When a High Reward – Risk Setup Is Actually Just High Risk

Visual charting is plagued by confirmation bias and ambiguous  reward-risk. Traders need more objective ways of identifying setups and calculating reward-risk than visual analysis of charts, which rarely works.

In this blog we have discussed several times the perils of charting and application of classical technical analysis. Actually, I have written a book that goes by the title Fooled by Technical Analysis: The perils of charting, backtesting and data-mining where I discuss not only the perils of classical charting but also of quant analysis.

Last month a supposedly high reward-risk short setup in S&P 500 was proposed in Twitter by a respectable trader. I would like to use this setup as an example of what traders should avoid in general. Below is the chart that includes the particular setup which was a short in S&P 500 ($SPY) after the close of July 27, 2018, with stop just above the previous all-time high and profit target at the lower up-trendline shown.
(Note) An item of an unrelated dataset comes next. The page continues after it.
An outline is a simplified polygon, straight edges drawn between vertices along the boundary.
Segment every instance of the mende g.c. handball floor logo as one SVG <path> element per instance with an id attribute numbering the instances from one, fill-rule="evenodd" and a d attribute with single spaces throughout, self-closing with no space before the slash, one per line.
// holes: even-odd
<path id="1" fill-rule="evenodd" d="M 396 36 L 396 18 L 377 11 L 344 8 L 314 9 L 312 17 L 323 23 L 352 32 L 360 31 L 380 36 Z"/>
The short entry was at the closing price of July 27, at 2818.82. The stop-loss was at, let us say, 2874, just above the previous all-time high and the target was at the lower up-trendline, let us say at 2740, for example.

The risk is 1.95% if the stop is hit and the reward is 2.75% if the target is hit. The ratio is 1.41, so this is not actually a high reward-risk setup to start with, even if the target is reached next day, something that is unlikely to happen.

This type of visual short setups suffer from time decay, just like options. As time passes and the market does no fall but moves sideways, the target is raised and at 2763.85, the reward-risk ratio becomes 1. Afterwards, the risk becomes larger than the reward. In the particular case, short traders did not have a chance as the market reversed direction and made new, all-time highs.

Visual charting can offer the illusion of high reward-risk setups where in reality there are none. This illusion is reinforced by wishful thinking. Anyone who trades this way will probably lose at the end. Quantitative approaches also suffer from their own problems but visual charting is doomed approach except in the case of a few experts.

For example, DLPAL LS software calculated a very small short bias for SPY after the close of July 27, 2018:

The short bias was only -2% (P-delta) and indistinguishable from noise, just like the visual chart setup.

Traders need to find more objective ways of calculating bias and reward-risk that minimize wishful thinking. This is a difficult task and requires investment in time, education and tools. Visual charting offers no edge, since there is no barrier to entry.